Altered Renal Hemodynamics Reduced renal blood flow markedly attenuates renal excretory function, and AngII reduces renal blood flow by directly constricting the renal vascular smooth muscle, enhancing renal sympathetic tone (a CNS effect), and facilitating renal adrenergic transmission. AngII-induced vasoconstriction of preglomerular microvessels is enhanced by endogenous adenosine. ATj receptors are highly expressed in the vasa recta of the renal medulla, and AngII may reduce Na+ excretion in part by diminishing medullary blood flow. AngII variably influences glomerular filtration rate (GFR) via several mechanisms: (1) constriction of the afferent arterioles, which reduces intraglomerular pressure and tends to reduce GFR, (2) contraction of mesangial cells, which decreases the capillary surface area within the glomerulus available for filtration and also tends to reduce GFR, and (3) constriction of efferent arterioles, which increases intraglomerular pressure and tends to increase GFR. The outcome of these opposing effects depends on the physiological state.

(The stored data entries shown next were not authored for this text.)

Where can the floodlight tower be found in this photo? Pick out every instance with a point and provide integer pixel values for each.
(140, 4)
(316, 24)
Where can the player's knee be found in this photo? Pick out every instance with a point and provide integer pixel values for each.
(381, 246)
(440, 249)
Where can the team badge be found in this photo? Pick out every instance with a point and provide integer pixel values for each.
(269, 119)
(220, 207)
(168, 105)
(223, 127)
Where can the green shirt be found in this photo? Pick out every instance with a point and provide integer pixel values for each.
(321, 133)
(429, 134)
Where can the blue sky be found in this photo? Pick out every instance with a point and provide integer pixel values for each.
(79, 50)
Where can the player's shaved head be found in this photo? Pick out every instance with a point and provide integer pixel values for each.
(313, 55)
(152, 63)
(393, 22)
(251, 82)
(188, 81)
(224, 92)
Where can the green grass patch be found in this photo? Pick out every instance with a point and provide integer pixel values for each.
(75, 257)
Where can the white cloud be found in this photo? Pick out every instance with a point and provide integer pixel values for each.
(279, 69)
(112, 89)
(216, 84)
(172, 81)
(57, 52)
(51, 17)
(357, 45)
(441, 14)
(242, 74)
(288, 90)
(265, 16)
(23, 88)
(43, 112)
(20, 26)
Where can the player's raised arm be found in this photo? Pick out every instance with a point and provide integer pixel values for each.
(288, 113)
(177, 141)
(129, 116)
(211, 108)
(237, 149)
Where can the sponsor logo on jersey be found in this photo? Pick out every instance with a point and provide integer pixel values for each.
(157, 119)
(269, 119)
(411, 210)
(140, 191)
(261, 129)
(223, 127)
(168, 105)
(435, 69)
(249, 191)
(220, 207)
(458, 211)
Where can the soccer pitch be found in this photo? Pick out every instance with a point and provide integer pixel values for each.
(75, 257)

Normally, GFR is slightly reduced by AngII; however, during renal artery hypotension, the effects of AngII on the efferent arteriole predominate and AngII increases GFR. Thus, blockade of the renin-angiotensin system may cause acute renal failure in patients with bilateral renal artery stenosis or in patients with unilateral stenosis who have only a single kidney.


Several cardiovascular diseases are accompanied by changes in the morphology of the heart and/or blood vessels that increase morbidity and mortality, including: (1) increased wall-to-lumen ratio in blood vessels (associated with hypertension), (2) concentric cardiac hypertrophy (also associated with hypertension), (3) eccentric cardiac hypertrophy and fibrosis (associated with congestive heart failure and myocardial infarction), and (4) thickening of the intimal surface of the blood vessel wall (associated with atherosclerosis and angioplasty). The renin-angiotensin system, particularly AngII, may contribute importantly to these deleterious structural changes.

AngII stimulates migration, proliferation, hypertrophy, and/or synthetic capacity of vascular smooth muscle cells, cardiac myocytes, and fibroblasts.

In addition to these direct cellular effects of AngII on cardiovascular structure, changes in cardiac preload (volume expansion owing to Na+ retention) and afterload (increased arterial blood pressure) probably contribute to cardiac hypertrophy and remodeling. Hypertension also contributes to hypertrophy and remodeling of blood vessels.

ROLE OF THE RENIN-ANGIOTENSIN SYSTEM IN LONG-TERM MAINTENANCE OF ARTERIAL BLOOD PRESSURE DESPITE EXTREMES IN DIETARY Na+ INTAKE Blood pressure is a major determinant of Na+ excretion, as illustrated graphically by plotting urinary Na+ excretion versus mean arterial blood pressure (Figure 30-5), a plot known as the renal pressure-natriuresis curve. Chronically, Na+ excretion must equal Na+ intake; therefore, the set point for long-term levels of blood pressure will be the intersection of a horizontal line representing Na+ intake with the renal pressure-natriuresis curve. If the renal pressure-natriuresis curve were fixed, then over the long-term, arterial blood pressure would be greatly affected by dietary Na+ intake. However, the renin-angiotensin system plays a major role in maintaining a constant set point for long-term levels of arterial blood pressure despite extreme changes in dietary Na+ intake (Figure 30-5). When dietary Na+ intake is low, renin release is stimulated, and AngII acts on the kidneys to shift the renal pressure-natriuresis curve to the right; when dietary Na+ is high, renin release is inhibited, and the withdrawal of AngII shifts the renal pressure-natriuresis curve to the left. Consequently, despite large swings in dietary Na+ intake, the intersection of salt intake with the renal pressure-natriuresis curve remains near the same set point. When modulation of the renin-angiotensin system is blocked by drugs, changes in salt intake markedly affect blood pressure.